After the student left the hotel, there were others. Not many, but a few. I remember them now by colors rather than names; because when I close my eyes now, it’s colors that appear, not words:
First, white. His hands were fat and freckled, the wedding ring cutting into his finger like a fishing line. His skin was like the inside of a shell, but freckled. He was only a mussel. A gritty, slimy mussel. He told me he loved my face, but I knew he was lying. He couldn’t look at me when he said that, and the whole time, I thought, Look at you, you ugly oyster. What have you got on me? But I let him slip his tongue in my mouth. Other things.
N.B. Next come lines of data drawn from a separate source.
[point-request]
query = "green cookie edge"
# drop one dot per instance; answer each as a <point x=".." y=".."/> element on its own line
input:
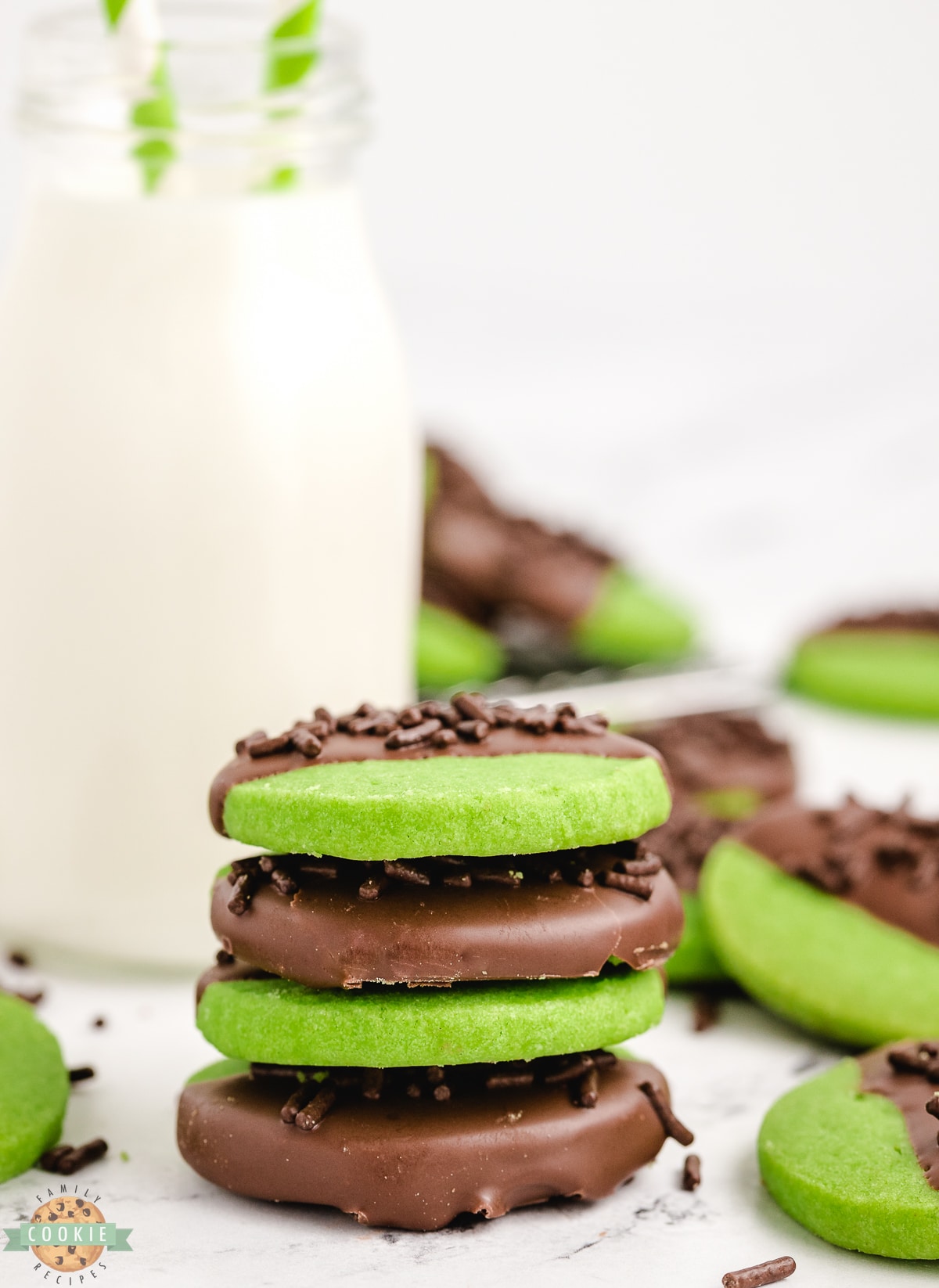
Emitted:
<point x="451" y="651"/>
<point x="841" y="1164"/>
<point x="695" y="960"/>
<point x="821" y="962"/>
<point x="630" y="622"/>
<point x="34" y="1088"/>
<point x="883" y="673"/>
<point x="277" y="1022"/>
<point x="477" y="807"/>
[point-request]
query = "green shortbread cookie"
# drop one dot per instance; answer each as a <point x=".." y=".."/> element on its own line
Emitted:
<point x="885" y="671"/>
<point x="34" y="1088"/>
<point x="841" y="1164"/>
<point x="464" y="805"/>
<point x="695" y="960"/>
<point x="815" y="960"/>
<point x="452" y="651"/>
<point x="277" y="1022"/>
<point x="630" y="622"/>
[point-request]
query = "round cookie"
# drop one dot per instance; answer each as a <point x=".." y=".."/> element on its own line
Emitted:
<point x="629" y="622"/>
<point x="277" y="1022"/>
<point x="725" y="767"/>
<point x="885" y="664"/>
<point x="329" y="924"/>
<point x="34" y="1088"/>
<point x="418" y="1164"/>
<point x="454" y="651"/>
<point x="69" y="1258"/>
<point x="484" y="560"/>
<point x="839" y="1154"/>
<point x="462" y="805"/>
<point x="827" y="964"/>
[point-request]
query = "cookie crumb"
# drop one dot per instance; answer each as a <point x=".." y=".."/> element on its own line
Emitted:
<point x="691" y="1174"/>
<point x="65" y="1160"/>
<point x="755" y="1277"/>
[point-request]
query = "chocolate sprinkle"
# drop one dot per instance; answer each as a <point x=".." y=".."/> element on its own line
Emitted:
<point x="670" y="1124"/>
<point x="920" y="1058"/>
<point x="617" y="867"/>
<point x="706" y="1011"/>
<point x="31" y="998"/>
<point x="63" y="1160"/>
<point x="316" y="1110"/>
<point x="407" y="872"/>
<point x="470" y="716"/>
<point x="313" y="1099"/>
<point x="757" y="1277"/>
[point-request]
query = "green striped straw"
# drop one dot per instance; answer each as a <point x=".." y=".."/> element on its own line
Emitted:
<point x="135" y="25"/>
<point x="289" y="66"/>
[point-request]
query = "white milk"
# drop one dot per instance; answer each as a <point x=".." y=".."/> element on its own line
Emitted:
<point x="209" y="523"/>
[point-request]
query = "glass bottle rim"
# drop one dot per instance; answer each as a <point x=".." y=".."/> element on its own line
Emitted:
<point x="76" y="81"/>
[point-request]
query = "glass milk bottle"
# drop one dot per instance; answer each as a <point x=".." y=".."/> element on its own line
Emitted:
<point x="209" y="468"/>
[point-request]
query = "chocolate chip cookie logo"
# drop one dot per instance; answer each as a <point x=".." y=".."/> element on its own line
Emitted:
<point x="69" y="1234"/>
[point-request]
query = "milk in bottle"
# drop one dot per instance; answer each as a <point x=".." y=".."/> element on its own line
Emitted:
<point x="207" y="469"/>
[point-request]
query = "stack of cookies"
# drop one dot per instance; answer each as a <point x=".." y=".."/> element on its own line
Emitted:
<point x="420" y="977"/>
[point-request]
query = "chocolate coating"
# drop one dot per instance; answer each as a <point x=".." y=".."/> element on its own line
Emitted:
<point x="909" y="1092"/>
<point x="893" y="620"/>
<point x="326" y="937"/>
<point x="717" y="751"/>
<point x="478" y="556"/>
<point x="885" y="862"/>
<point x="705" y="754"/>
<point x="340" y="747"/>
<point x="416" y="1164"/>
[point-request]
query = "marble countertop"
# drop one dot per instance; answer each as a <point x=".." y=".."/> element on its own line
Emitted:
<point x="651" y="1233"/>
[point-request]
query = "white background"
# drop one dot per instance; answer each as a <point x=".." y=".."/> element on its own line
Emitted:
<point x="670" y="272"/>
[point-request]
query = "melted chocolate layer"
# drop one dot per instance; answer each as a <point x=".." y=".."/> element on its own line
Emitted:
<point x="706" y="754"/>
<point x="340" y="747"/>
<point x="416" y="1164"/>
<point x="325" y="935"/>
<point x="885" y="862"/>
<point x="715" y="751"/>
<point x="909" y="1092"/>
<point x="891" y="620"/>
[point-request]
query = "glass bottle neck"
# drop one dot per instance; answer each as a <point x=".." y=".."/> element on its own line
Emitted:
<point x="217" y="106"/>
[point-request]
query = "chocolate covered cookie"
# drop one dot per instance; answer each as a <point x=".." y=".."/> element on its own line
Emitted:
<point x="885" y="664"/>
<point x="448" y="920"/>
<point x="831" y="917"/>
<point x="484" y="563"/>
<point x="853" y="1156"/>
<point x="724" y="768"/>
<point x="415" y="1148"/>
<point x="426" y="977"/>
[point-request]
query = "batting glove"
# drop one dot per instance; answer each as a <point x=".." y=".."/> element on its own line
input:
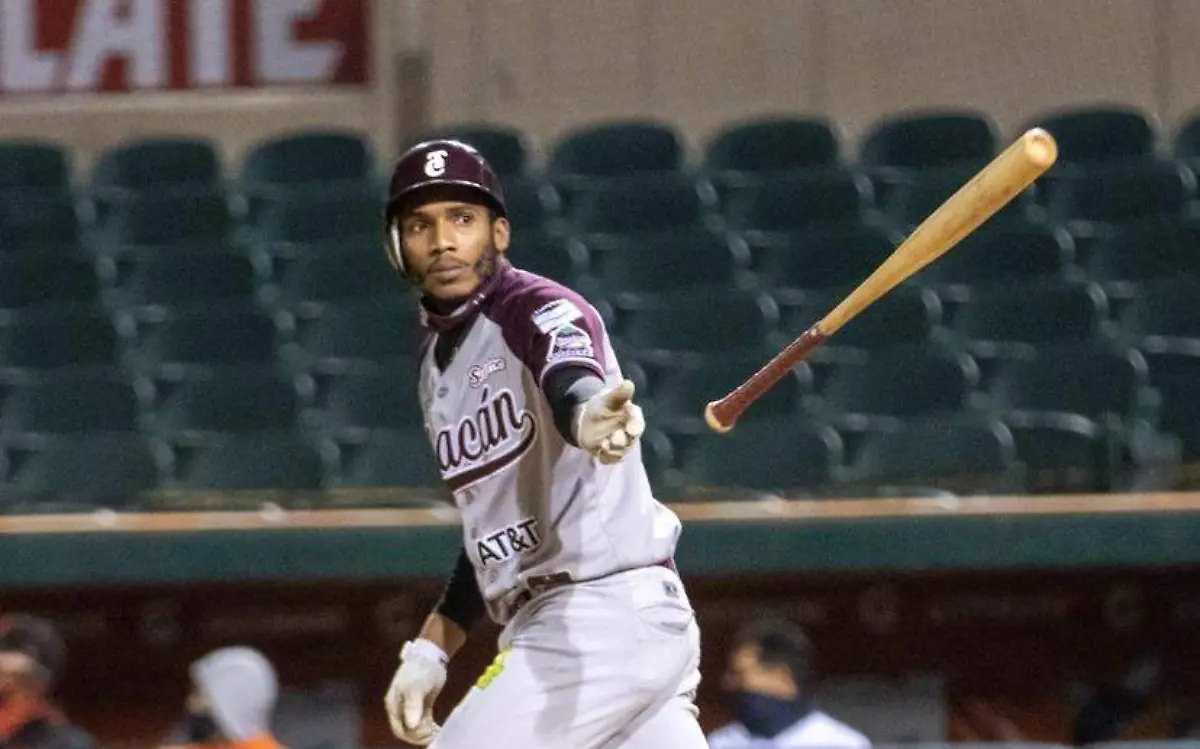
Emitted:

Then, blue. Blue was kind. Thin, just a boy, a heartsick boy my own age who carried Rose around on his shoulders, piggy-back. His mother and father both died before he was grown all the way up. He had no family. He stuttered, and I could feel his want in every one of his words, even the small ones. You. Today. Kiss.
Last, black. Under the boardwalk, he ripped the skin between my legs with his teeth. The saltwater came in after and burned the places that he had torn. I let him, and didn’t even cry. I wondered if this is what it felt like to have a child. He had a long scar from where someone tried to gut him like a fish. I never asked why someone would want to do that to him; it was obvious.
I don’t remember the ones in between. They blur together now like a gasoline rainbow on pavement.